Psychology alum Bill Jenkins honors his Ph.D. adviser

| Mon, 08/06/12

When Bill Jenkins came to FSU as an undergraduate in 1970, he had some financial support from his parents but knew that he would have to fund a lot of his education himself. Part-time jobs and summer work made a difference, but to find all the funding he needed, he had to turn to the university itself for help.

“The staff providing student services that helped with identifying work-study positions or off-campus positions was fantastic,” he recalls. “I had the sense that these folks really cared for the students and their success. Whenever I needed their help, I got it.”

He found the same kind of support in his academic life in the Department of Psychology.

Bill Jenkins (left) with his Ph.D. advisor, R. Bruce Masterton. Jenkins earned his Ph.D. in 1980.

“The faculty made science interesting and fun,” Jenkins says. “They challenged our intellectual development. I feel that Florida State University really prepared me for life as a scientist but also with a strong sense of the desire to help others with that science.”

Helping others is exactly what he’s done — for years in his work with the educational software company Scientific Learning, and more recently by helping the university that helped him. Most recently, Jenkins has directed $600,000 through an estate gift to supplement his original $300,000 outright contribution, which established the R. Bruce Masterton Endowed Professorship.

It was in large part his relationship with Masterton, who taught psychology at FSU from 1966 until his death in 1996, that inspired Jenkins’s generosity.

“He had a rapport with students that challenged their interest in knowledge about how the brain works,” Jenkins says. “Bruce was a great mentor — he was always friendly but also challenged you to learn more. Also, I would say that both Bruce and his wife, Pauline, made you feel like you were part of their family.”

Jenkins remembers Masterton, a renowned psychobiologist, as an equally dedicated scholar and teacher who pushed his students to excel not just in the scientific part of their work.

“Bruce had a real love of scholarship and writing,” Jenkins says. “I think most of his graduate students would recall the interactions over our various papers and the number of rewrites required until the content was ‘just right.’”

Jenkins valued Masterton as a mentor so much that he stayed at FSU after finishing his bachelor’s degree, earning his master’s degree in 1976 and his Ph.D. in 1980.

After Jenkins earned his Ph.D., he did postdoctoral research at the University of California, San Francisco (UCSF) with Professor Michael M. Merzenich, a leading researcher in auditory neuroscience. This time, Jenkins had no need to worry with part-time jobs or work-study programs, as his work was supported by a prestigious National Research Service Award from the National Institutes of Health. Jenkins eventually became a research associate at UCSF and later a faculty member.

Jenkins continued to work with Merzenich at UCSF, their research focusing on brain plasticity and the effects of behavior in shaping physiological changes in the brain that also result in changes in behavior.
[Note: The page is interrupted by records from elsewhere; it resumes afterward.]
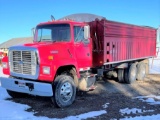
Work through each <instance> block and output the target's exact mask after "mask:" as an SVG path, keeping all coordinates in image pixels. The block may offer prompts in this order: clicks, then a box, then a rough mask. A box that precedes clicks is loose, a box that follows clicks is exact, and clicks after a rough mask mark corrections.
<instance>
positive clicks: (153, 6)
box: [0, 0, 160, 43]
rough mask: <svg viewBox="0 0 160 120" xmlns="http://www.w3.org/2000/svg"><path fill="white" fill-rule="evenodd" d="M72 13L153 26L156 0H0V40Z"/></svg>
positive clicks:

The pair decided to apply their research to practical problems. They wanted to train the brain to better process language while improving foundational cognitive skills. From that initiative, Scientific Learning, an educational software company founded by Jenkins and Merzenich along with fellow scientists Paula A. Tallal and Steven L. Miller, was born. Jenkins now serves as Scientific Learning’s chief scientific officer, and the company’s products have been used by more than 3 million students in 44 countries.

After all his success since leaving FSU, Jenkins still gives a lot of credit to his alma mater and to the professors, especially Masterton, who gave him a solid foundation in his discipline. Jenkins’s gift is already having an impact on maintaining that tradition of solid instruction. The new professorship named for Masterton was awarded to psychology Professor Rick Hyson in Spring 2012.

“I am extremely honored that my colleagues selected me to be named the inaugural Masterton Professor, and I cannot thank Bill Jenkins enough for creating this endowment in Bruce’s honor,” says Hyson. “Bruce was a big reason why I applied for a job here and a big reason why I came.”

For Jenkins, the decision to support the psychology department was easy.

“I felt that Florida State University and Dr. Bruce Masterton had done so much to help me develop intellectually and professionally,” he says. “I wanted to give something back to help keep that tradition of scholarship and an interest in the sciences of brain and behavior part of the fabric of FSU.”

Shown at top: Bill Jenkins (second from left) attends the Spring 2012 ceremony to award the first R. Bruce Masterton Endowed Professorship to Rick Hyson (far right). With them are Masterton's son Alex (left) and widow, Pauline.